Gazi Medical College
- Type: Private
- Established: 2011; 15 years ago
- Academic affiliations: KMU Khulna Medical University
- Chairman: Gazi Mizanur Rahman
- Principal: Md. Abdul Mannan
- Academic staff: 142 (2025)
- Administrative staff: 105
- Students: 547
- Location: Sonadanga, Khulna, Bangladesh 22°49′03″N 89°32′44″E﻿ / ﻿22.8175°N 89.5455°E
- Campus: Urban;
- Website: gmc.edu.bd

= Gazi Medical College =

Private medical college in Khulna, Bangladesh

Gazi Medical College (GMC) (গাজী মেডিকেল কলেজ) is the first private medical school in Khulna Division of Bangladesh. Its former name was Khulna Surgical and Medical Hospital. Later, in 2011, it became a medical college. Now, it is a 600-bed hospital alongside a reputable medical college with 11 different academic departments. It is located in Sonadanga, Khulna, and is half a kilometre away from the main city bus station. It is affiliated with Rajshahi University, Rajshahi Medical University, and Khulna Medical University under the Faculty of Medicine.

It offers a five-year course of study leading to a Bachelor of Medicine, Bachelor of Surgery (MBBS) degree. A one-year internship after graduation is compulsory for all graduates.

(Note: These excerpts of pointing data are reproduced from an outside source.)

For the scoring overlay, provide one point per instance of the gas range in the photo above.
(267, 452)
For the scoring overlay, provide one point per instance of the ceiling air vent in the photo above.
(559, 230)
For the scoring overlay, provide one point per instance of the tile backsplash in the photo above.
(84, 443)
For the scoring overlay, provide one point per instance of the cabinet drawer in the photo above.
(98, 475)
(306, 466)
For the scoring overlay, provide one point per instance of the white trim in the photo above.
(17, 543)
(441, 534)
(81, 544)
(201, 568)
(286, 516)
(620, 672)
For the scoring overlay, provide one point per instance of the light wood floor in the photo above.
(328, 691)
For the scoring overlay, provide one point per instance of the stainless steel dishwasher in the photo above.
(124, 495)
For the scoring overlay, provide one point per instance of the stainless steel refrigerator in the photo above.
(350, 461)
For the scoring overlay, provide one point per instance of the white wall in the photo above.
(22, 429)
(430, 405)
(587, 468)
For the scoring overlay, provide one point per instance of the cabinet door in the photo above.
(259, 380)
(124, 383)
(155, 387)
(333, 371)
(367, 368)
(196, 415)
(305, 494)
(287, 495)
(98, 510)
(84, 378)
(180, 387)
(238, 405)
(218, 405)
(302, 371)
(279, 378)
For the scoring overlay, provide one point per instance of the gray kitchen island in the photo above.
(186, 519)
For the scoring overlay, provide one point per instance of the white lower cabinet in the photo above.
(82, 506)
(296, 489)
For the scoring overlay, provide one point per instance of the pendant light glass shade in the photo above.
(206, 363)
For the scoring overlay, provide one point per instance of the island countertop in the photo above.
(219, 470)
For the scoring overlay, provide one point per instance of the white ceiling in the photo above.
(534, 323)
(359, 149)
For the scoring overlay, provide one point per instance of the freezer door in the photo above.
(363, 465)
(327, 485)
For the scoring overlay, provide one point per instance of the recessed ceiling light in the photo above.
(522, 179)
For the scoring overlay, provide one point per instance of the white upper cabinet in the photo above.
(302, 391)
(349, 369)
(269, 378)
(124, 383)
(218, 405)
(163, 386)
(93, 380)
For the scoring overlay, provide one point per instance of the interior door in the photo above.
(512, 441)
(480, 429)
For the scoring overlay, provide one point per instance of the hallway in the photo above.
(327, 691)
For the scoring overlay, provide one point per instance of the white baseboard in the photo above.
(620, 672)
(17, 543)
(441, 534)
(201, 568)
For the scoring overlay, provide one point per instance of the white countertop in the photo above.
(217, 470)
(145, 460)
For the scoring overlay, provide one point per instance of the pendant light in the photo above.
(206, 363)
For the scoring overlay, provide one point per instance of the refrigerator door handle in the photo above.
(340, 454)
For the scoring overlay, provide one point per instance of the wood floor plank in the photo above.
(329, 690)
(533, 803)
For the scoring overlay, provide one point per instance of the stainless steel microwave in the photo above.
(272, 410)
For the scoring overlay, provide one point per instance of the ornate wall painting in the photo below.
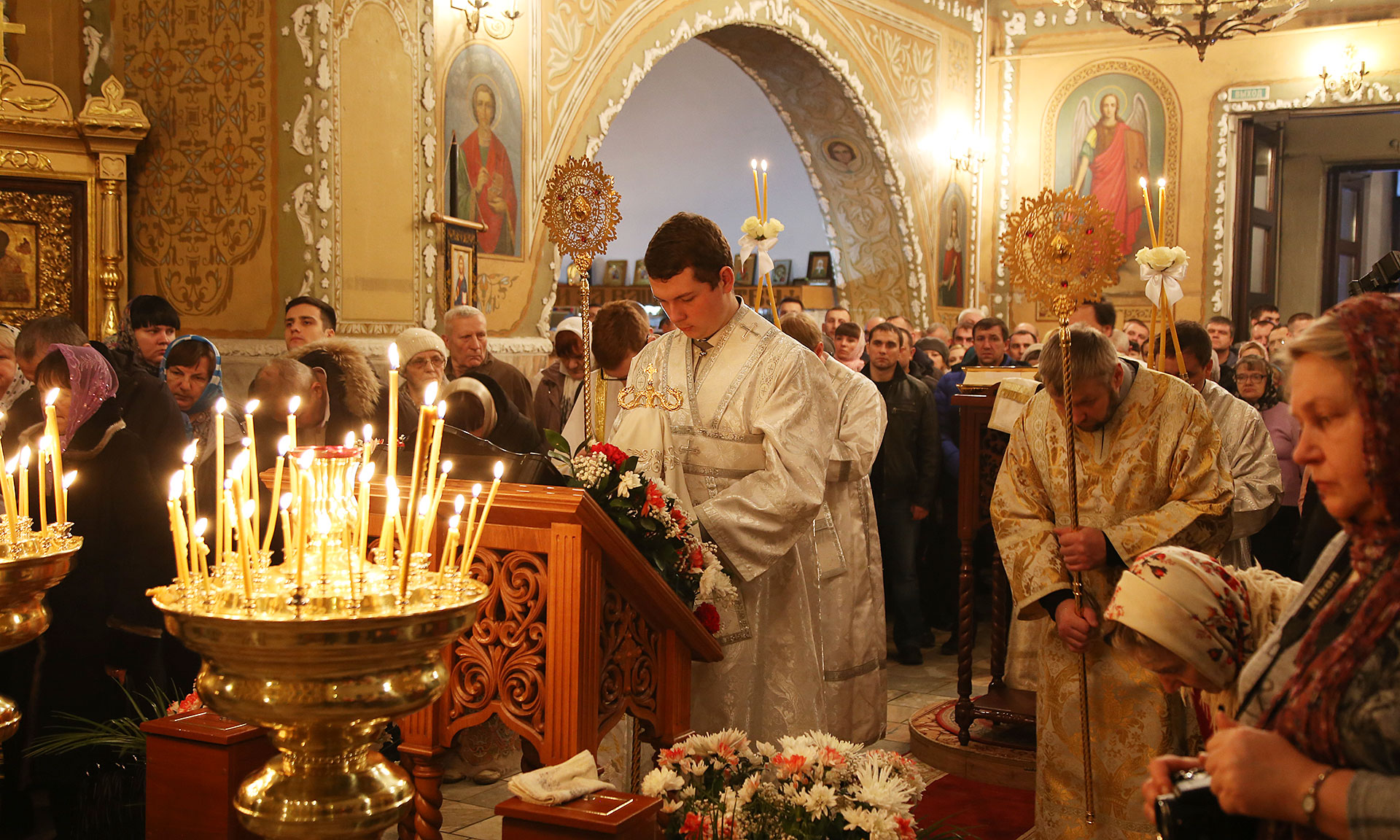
(42, 249)
(483, 111)
(202, 199)
(1106, 126)
(951, 255)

The degree is recognized by the Bangladesh Medical and Dental Council.

The college is associated with the 600-bed Gazi Medical College Hospital. MEDISCOPE is the official journal of Gazi Medical College.

==History==
Gazi Mizanur Rahman founded Gazi Medical College in 2011. Academic activities began in 2012.

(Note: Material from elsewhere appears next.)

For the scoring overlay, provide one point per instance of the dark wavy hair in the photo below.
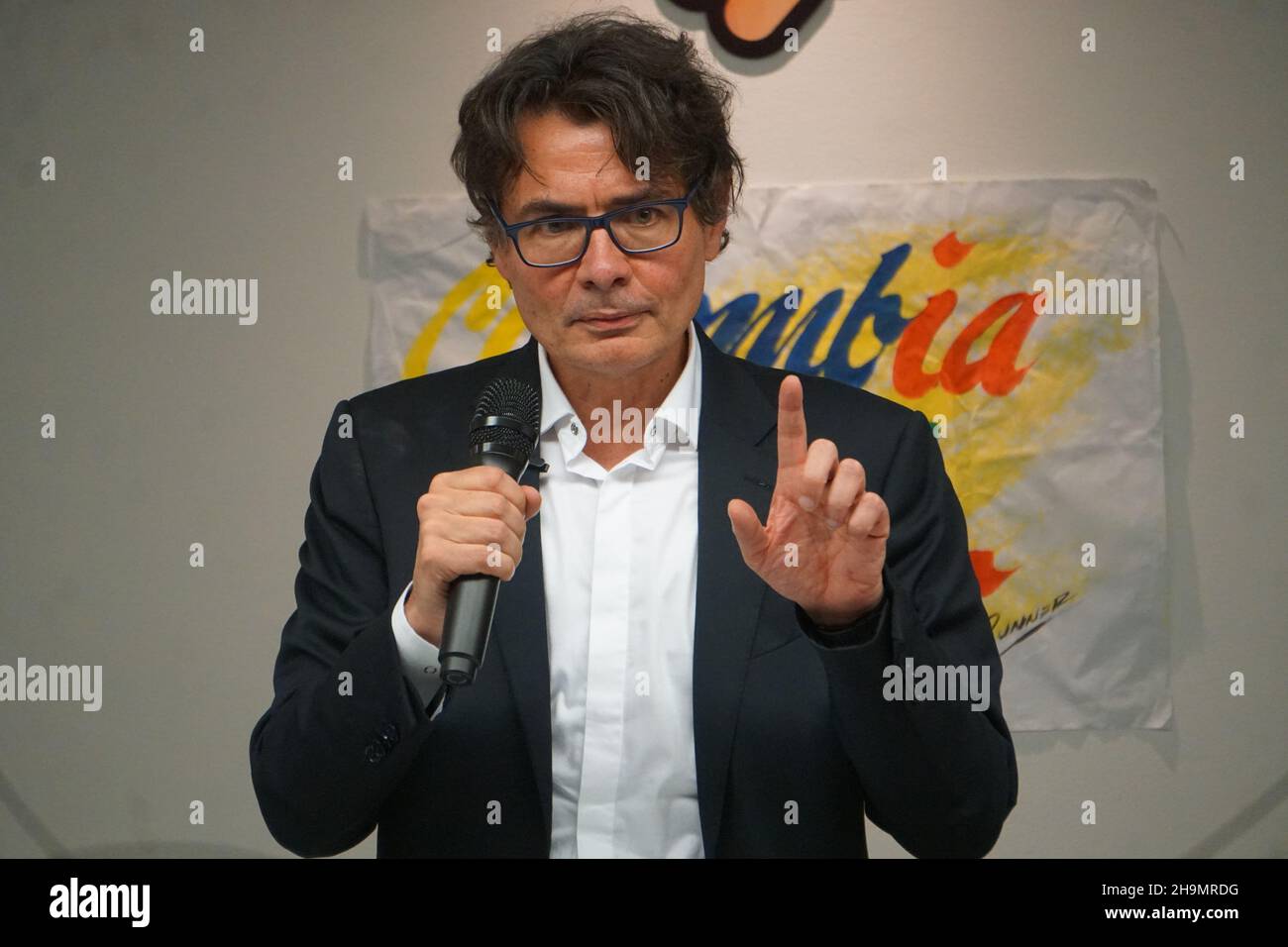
(648, 85)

The Bachelor of Medicine, Bachelor of Surgery (MBBS) degree program is divided into four parts by the first professional, second professional, third professional, and final professional examinations.

==Campus==
The college is located in Sonadanga Thana, Khulna, Bangladesh. It has an associated 600-bed hospital, the erstwhile Khulna Surgical and Medical Hospital, which became Gazi Medical College in 2011. There are two different buildings for academic and hospital purposes.

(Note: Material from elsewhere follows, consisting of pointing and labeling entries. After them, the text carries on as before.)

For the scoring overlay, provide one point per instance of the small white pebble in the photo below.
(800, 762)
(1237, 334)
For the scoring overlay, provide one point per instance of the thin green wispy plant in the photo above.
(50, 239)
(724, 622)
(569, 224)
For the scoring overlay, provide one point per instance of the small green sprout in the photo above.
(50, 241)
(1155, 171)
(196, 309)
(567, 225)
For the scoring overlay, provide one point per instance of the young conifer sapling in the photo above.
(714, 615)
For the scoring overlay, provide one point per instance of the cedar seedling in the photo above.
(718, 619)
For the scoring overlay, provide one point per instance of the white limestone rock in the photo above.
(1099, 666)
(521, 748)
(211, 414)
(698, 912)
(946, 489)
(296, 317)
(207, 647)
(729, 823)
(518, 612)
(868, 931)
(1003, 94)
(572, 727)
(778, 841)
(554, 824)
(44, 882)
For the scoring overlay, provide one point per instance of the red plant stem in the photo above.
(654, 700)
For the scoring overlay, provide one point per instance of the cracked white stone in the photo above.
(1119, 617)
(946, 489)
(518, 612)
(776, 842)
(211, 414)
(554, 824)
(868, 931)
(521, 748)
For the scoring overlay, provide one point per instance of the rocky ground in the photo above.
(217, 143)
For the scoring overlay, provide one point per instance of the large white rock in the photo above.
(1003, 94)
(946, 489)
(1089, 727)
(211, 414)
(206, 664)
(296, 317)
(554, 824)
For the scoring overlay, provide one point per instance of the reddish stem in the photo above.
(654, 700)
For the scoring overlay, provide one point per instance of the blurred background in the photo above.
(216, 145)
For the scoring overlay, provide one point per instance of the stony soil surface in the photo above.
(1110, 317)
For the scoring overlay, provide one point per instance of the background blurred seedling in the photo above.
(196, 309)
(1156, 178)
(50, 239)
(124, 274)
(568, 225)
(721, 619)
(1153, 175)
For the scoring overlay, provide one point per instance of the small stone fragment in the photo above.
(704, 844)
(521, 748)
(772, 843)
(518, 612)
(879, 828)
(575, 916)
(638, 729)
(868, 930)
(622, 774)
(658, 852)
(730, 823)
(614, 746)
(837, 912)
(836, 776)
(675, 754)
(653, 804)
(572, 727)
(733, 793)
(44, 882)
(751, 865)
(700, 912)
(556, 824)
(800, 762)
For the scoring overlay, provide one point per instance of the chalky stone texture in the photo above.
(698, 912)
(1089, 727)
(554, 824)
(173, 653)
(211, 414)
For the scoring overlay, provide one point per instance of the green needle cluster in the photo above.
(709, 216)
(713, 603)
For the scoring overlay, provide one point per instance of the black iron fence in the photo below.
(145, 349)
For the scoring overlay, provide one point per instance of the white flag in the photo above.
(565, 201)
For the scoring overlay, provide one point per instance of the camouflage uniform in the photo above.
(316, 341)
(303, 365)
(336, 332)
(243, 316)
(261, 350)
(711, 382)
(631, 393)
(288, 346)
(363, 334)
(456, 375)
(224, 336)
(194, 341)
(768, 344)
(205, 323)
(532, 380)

==Organization and administration==
The college is affiliated with Rajshahi University, Rajshahi Medical University, and Khulna Medical University under the Faculty of Medicine. The founder chairman of the college is Gazi Mizanur Rahman, who is a renowned general surgeon of the city. The principal is Md. Abdul Mannan. The college is recognized by the Indian Medical Council (MCI) and the Nepal Medical Council (NMC).

==Academics==
The college offers a five-year course of study, approved by the Bangladesh Medical and Dental Council (BMDC), leading to a Bachelor of Medicine, Bachelor of Surgery (MBBS) degree from Rajshahi University, Rajshahi Medical University, and Khulna Medical University. After passing the final professional examination, there is a compulsory one-year internship. The internship is a prerequisite for obtaining registration from the BM&DC to practice medicine. The academic calendar runs from January through December. In October 2014, the Ministry of Health and Family Welfare capped admission and tuition fees at private medical colleges at a prescribed amount, which may change by the government of Bangladesh for their five-year courses applicable for Bangladeshi students.

Admission for Bangladeshis to the MBBS programmes at all medical colleges in Bangladesh (government and private) is conducted centrally by the Directorate General of Medical Education (DGME). It administers a written multiple choice question exam simultaneously throughout the country. Candidates are admitted based primarily on their score on this test, although grades at Secondary School Certificate (SSC) and Higher Secondary School Certificate (HSC) level also play a part. Admission for foreign students is based on their SSC and HSC equivalent to O/10 Level and A/12 Level/grades. As of December 2015, the college is allowed to admit 100 students annually including 45 foreign students.
Mediscope is the official journal of Gazi Medical College.